Sono passati quattro mesi da quando Adrienne mi ha detto quelle stesse parole. E questo è il primo mese in cui non ci vedremo.
Pensavo che non avrei avuto molta voglia di uscire, che sarei stato un po’ scostante, un po’ chiuso in me stesso, in definitiva triste, ora che l’unico modo che avevamo per parlarci erano delle parole su di un pezzo di carta.

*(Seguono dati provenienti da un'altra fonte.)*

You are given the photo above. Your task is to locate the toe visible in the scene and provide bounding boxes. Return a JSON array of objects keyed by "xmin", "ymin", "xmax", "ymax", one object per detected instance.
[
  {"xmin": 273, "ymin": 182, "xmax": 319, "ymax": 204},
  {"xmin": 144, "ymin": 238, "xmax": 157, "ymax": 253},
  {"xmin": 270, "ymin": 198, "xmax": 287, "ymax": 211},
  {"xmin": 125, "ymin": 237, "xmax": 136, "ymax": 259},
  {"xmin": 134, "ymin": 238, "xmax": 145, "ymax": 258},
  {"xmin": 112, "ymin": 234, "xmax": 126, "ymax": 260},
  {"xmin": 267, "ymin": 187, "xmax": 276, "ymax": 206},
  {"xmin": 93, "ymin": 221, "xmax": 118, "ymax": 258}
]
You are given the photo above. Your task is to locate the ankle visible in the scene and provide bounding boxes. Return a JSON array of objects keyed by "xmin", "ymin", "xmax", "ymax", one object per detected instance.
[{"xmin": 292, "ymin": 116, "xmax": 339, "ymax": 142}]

Mi sbagliavo. Va molto peggio.
Ogni secondo che non passo a spaccarmi le mani per un tozzo di pane lo passo li, chiuso nella cella, con la sola compagnia di quel libro e delle innumerevoli lettere che quasi sommergono quel posto. Le avrò lette ognuna una dozzina di volte. E ogni giorno ne arrivano di nuove. Ed ogni giorno ne scrivo una, due, dieci, chiuso in un flusso di parole dal quale non voglio uscire per avere l’illusione di vivere un rapporto vero, di poter sentire la sua voce mentre dice le parole che mi scrive ogni giorno. Un’illusione di un rapporto vicino, che in realtà è separato da mura di ferro.
Mi manda ogni giorno notizie, ha fatto persino la prima ecografia. Ecografia di cui non ho chiesto il risultato. E’ vero, tecnicamente l’idea del sesso del bambino non dovrebbe cambiare nulla.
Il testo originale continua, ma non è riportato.